Kusanagi avait suggéré à Mamiya que quelqu’un devait s’être introduit chez les Mashiba le jour du crime. Il avait aussi sollicité l’autorisation de faire des investigations à propos de l’ancienne amie de la victime.
— Pourtant elle est morte, non ? avait demandé Mamiya.
— C’est ce qui m’intéresse, avait répondu l’inspecteur. Si elle s’est suicidée à cause de Yoshitaka Mashiba, il est possible d’imaginer qu’un de ses proches lui en ait voulu.
— Tu penses à une vengeance ? Mais son suicide remonte à deux ans. Pourquoi attendre si longtemps ?
— Je n’en sais rien. On peut envisager que le délai était nécessaire pour éviter qu’un rapport ne soit fait avec la mort de cette jeune femme.
— Si tu as raison, nous avons affaire à un criminel particulièrement rancunier, quelqu’un qui est capable de ne pas se laisser emporter par sa haine pendant deux ans.
Sans paraître convaincu, Mamiya lui accorda cependant son autorisation.

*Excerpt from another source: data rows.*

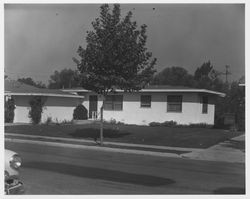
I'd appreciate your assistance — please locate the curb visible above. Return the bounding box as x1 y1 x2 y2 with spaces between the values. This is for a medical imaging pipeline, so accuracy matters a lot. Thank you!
5 138 181 158
5 133 201 152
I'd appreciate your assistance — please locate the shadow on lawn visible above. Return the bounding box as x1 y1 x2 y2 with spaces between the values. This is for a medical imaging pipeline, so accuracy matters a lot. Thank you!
23 162 175 187
69 128 131 139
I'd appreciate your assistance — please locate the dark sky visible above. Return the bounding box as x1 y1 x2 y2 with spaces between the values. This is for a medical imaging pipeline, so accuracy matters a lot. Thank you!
4 4 245 83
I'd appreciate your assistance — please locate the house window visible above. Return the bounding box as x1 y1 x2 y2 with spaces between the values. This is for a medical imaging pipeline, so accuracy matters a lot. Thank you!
167 95 182 112
104 95 123 111
202 96 208 113
141 95 151 108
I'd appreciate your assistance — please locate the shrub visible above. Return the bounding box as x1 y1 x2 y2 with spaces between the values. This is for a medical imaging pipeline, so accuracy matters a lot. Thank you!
161 120 177 127
4 98 15 123
188 123 213 128
73 104 88 120
149 120 213 128
149 122 161 127
29 96 44 124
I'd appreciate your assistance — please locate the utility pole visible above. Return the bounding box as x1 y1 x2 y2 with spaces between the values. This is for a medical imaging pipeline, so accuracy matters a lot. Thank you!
221 65 232 84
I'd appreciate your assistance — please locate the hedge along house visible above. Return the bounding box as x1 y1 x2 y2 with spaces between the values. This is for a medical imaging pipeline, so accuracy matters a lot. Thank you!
4 80 84 123
63 86 225 125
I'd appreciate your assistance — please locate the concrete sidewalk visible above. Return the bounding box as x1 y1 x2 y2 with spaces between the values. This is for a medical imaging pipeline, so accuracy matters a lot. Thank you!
5 133 245 163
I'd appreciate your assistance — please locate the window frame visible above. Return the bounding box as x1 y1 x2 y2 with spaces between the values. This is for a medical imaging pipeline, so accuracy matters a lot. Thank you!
201 95 208 114
167 95 183 113
103 95 123 111
140 95 152 108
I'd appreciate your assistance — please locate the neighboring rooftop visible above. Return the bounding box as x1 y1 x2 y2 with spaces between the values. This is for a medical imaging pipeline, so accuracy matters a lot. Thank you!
4 79 83 98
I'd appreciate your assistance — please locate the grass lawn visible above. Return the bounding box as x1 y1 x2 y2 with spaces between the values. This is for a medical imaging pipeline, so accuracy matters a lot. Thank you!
5 123 242 148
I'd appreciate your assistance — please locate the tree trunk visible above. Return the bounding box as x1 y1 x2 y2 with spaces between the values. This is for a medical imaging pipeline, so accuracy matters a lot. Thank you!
100 100 104 145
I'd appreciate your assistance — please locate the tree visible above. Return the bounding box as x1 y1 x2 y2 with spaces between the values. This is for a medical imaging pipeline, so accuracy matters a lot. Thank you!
73 4 156 144
4 98 16 123
152 66 195 87
17 77 46 88
48 68 81 89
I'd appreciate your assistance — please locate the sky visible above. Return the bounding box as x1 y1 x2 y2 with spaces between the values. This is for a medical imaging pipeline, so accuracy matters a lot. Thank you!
4 4 245 84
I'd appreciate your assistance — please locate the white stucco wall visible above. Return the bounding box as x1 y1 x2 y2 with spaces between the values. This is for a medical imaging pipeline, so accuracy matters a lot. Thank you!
14 96 82 123
83 93 215 125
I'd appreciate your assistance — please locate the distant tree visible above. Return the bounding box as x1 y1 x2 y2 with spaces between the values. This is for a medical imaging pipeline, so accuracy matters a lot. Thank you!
74 4 156 144
152 66 195 87
48 68 81 89
17 77 46 88
4 98 16 123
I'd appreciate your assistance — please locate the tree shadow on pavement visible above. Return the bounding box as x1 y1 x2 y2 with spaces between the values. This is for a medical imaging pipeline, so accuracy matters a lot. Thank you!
224 140 245 152
213 187 246 195
23 162 175 187
69 128 131 139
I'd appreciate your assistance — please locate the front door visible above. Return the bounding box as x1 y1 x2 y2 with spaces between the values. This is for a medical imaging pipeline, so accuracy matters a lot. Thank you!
89 95 97 119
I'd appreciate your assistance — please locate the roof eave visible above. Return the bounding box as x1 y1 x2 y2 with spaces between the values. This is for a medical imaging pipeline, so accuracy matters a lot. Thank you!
4 91 84 99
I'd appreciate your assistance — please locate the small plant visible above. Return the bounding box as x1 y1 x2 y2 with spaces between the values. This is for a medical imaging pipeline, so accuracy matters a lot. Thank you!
29 96 44 124
45 117 52 125
4 98 15 123
73 104 88 120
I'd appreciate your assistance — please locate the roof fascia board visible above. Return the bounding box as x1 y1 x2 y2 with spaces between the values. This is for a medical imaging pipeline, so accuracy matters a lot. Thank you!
4 92 84 98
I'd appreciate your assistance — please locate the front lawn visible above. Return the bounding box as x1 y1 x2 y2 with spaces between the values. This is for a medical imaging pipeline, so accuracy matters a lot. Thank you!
5 123 242 148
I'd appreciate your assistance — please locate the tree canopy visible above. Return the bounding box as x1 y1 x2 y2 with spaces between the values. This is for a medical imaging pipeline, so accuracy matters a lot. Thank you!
74 4 156 95
17 77 46 88
152 66 195 87
48 68 81 89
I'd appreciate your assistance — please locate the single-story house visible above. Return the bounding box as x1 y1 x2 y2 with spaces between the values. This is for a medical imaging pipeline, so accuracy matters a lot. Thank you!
4 80 84 123
63 86 225 125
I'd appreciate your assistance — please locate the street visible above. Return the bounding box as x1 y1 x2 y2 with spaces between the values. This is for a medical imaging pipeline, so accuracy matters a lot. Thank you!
5 142 245 195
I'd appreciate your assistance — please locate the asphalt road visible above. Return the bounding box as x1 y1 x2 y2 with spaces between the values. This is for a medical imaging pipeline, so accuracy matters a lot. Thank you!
5 142 245 195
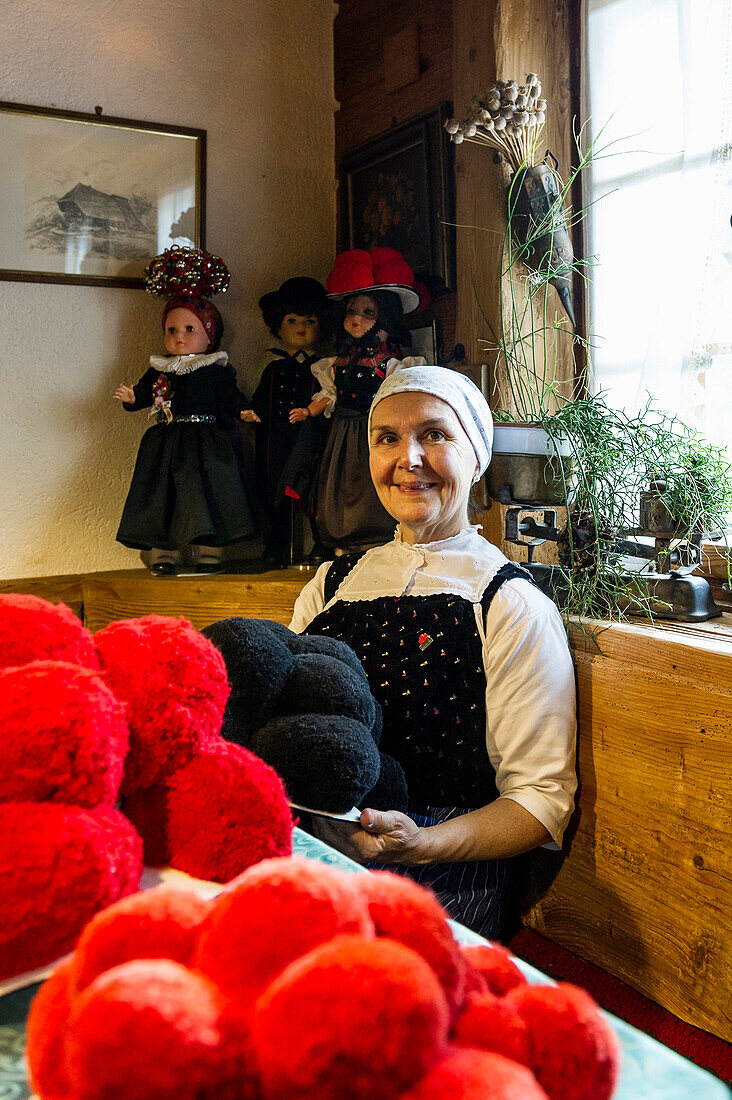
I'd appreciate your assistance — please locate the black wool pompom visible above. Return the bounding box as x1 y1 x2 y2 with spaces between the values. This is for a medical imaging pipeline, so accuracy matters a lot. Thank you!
287 634 368 683
359 752 409 814
201 618 295 748
251 714 380 814
276 653 376 730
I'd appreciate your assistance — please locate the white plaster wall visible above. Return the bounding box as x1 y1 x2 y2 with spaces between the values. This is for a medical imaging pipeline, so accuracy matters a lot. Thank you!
0 0 336 579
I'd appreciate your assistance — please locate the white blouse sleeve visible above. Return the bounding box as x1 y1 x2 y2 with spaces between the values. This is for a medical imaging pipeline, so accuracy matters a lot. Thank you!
483 581 577 845
289 561 332 634
310 355 336 417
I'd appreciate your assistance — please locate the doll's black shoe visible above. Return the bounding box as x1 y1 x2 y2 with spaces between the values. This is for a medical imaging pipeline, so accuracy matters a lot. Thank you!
149 561 175 576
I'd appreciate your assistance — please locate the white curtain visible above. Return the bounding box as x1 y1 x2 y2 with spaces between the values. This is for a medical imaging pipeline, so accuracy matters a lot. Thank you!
583 0 732 458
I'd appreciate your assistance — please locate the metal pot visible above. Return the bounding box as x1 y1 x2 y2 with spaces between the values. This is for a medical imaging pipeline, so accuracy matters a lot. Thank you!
509 150 575 328
485 424 572 505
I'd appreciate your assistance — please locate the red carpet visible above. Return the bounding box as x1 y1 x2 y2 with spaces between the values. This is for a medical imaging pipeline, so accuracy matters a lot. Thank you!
509 928 732 1085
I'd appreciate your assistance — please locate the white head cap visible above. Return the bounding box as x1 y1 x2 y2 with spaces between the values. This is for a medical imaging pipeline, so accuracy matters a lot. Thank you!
369 366 493 476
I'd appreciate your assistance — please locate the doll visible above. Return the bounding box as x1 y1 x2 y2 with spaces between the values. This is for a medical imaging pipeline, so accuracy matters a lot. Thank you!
287 248 427 551
114 248 254 576
241 276 329 565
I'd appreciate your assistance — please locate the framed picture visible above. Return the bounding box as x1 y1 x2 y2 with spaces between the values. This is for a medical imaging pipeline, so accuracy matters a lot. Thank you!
405 321 439 364
0 102 206 287
338 103 455 289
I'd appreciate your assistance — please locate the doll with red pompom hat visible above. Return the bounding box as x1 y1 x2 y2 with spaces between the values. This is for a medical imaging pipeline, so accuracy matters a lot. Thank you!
282 248 427 550
114 248 254 576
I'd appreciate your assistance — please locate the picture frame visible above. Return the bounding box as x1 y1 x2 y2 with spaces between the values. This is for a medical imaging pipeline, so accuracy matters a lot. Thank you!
338 102 456 293
406 315 439 364
0 101 206 288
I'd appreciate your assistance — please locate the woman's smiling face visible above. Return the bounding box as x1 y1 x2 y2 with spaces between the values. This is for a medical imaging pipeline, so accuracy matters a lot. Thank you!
369 393 478 543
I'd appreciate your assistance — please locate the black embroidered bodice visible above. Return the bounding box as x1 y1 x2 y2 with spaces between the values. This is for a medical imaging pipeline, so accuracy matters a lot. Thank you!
334 344 394 415
306 556 526 809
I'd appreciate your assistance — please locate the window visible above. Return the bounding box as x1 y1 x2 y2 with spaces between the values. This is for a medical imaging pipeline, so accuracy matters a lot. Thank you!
583 0 732 458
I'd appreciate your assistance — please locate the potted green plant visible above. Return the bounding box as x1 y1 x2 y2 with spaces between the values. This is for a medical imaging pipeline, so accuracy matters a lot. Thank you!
446 81 732 618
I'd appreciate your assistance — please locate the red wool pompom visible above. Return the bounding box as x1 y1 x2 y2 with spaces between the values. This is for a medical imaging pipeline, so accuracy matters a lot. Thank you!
0 594 99 669
193 857 373 1011
66 959 236 1100
451 993 529 1066
0 661 129 807
167 741 293 882
461 943 527 997
74 887 211 991
0 802 142 977
351 871 466 1019
506 983 620 1100
252 936 448 1100
25 959 72 1100
400 1047 547 1100
96 615 229 794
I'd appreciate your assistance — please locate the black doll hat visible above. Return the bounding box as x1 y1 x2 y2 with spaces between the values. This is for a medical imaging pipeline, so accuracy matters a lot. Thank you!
259 275 328 317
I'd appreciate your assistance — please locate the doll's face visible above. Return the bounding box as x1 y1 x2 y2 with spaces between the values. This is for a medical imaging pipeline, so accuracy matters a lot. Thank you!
343 294 379 340
165 308 210 355
280 314 320 355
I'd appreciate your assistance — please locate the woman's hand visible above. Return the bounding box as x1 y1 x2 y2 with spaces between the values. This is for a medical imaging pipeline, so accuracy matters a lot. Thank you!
312 810 428 864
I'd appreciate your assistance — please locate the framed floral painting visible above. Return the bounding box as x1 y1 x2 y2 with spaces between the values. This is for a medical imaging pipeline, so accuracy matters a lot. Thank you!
338 103 455 289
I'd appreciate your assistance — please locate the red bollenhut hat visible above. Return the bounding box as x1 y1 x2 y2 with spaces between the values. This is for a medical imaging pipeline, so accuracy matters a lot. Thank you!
326 248 427 314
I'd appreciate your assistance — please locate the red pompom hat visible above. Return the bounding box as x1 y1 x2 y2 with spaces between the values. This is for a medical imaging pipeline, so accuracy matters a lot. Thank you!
144 244 231 352
326 248 429 314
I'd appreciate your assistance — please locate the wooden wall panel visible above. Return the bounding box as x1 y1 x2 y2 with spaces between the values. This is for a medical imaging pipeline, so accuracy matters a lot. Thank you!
334 0 452 162
454 0 575 405
334 0 453 358
525 627 732 1041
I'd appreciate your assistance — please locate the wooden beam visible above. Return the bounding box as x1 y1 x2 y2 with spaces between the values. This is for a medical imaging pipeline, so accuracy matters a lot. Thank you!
452 0 575 407
525 616 732 1041
83 569 315 631
0 573 84 618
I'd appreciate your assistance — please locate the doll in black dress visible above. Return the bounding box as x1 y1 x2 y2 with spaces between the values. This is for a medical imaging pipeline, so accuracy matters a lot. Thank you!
299 248 428 550
114 248 254 576
241 276 329 565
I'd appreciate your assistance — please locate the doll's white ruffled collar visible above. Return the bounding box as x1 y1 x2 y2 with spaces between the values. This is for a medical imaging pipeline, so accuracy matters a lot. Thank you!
150 351 229 374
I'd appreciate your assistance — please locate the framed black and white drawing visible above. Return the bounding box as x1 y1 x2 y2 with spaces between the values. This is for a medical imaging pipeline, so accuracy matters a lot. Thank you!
338 103 455 289
0 102 206 287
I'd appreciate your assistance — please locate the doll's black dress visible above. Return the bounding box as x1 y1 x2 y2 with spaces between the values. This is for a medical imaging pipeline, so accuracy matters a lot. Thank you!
117 353 254 550
251 348 319 557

Depuis la veille, Kusanagi avait consacré son temps à téléphoner à la famille de Junko Tsukui et à rencontrer les destinataires des trois lettres qu’elle avait laissées. L’éditeur de Pourvu qu’il pleuve demain ! lui avait communiqué le numéro de téléphone de ses parents.
Aucun de ses interlocuteurs n’avait évoqué un quelconque lien entre Yoshitaka Mashiba et son suicide.
À dire vrai, personne ne savait qu’il avait été son petit ami.
La mère de la jeune femme n’avait rien trouvé dans l’appartement de sa fille qui indique qu’un homme ait eu l’habitude de venir chez elle. Voilà pourquoi elle ne croyait pas qu’un chagrin d’amour ait été la cause de son suicide.
La serveuse du salon de thé avait vu Mashiba et la dessinatrice ensemble pour la première fois environ trois ans plus tôt. Junko Tsukui s’était donné la mort un an après, et il était logique de penser qu’ils avaient déjà rompu.
Même en supposant que ce chagrin d’amour ait été à l’origine de son suicide, personne n’avait de raison d’en vouloir à Mashiba si leur histoire avait été secrète. Cette investigation entreprise avec l’autorisation de Mamiya semblait mener à une impasse.
Tel était le contexte dans lequel le poison avait été mentionné.
Il l’aurait su plus rapidement s’il avait commencé par demander au commissariat qui s’était occupé du suicide de lui communiquer le dossier. Poussé par son désir d’en savoir plus, il avait commencé par téléphoner à la mère de Junko Tsukui et il regrettait à présent de ne pas avoir suivi la routine. Étant donné que le suicide était avéré, il s’était dit que le dossier ne devait pas contenir grand-chose.
L’apparition de l’arsenic le troublait.
Il pouvait s’agir d’un hasard. Depuis l’affaire du curry empoisonné de Wakayama, plus personne n’ignorait que l’arsenic était un poison violent. Sa visibilité s’était accrue parmi les personnes envisageant de donner ou de se donner la mort.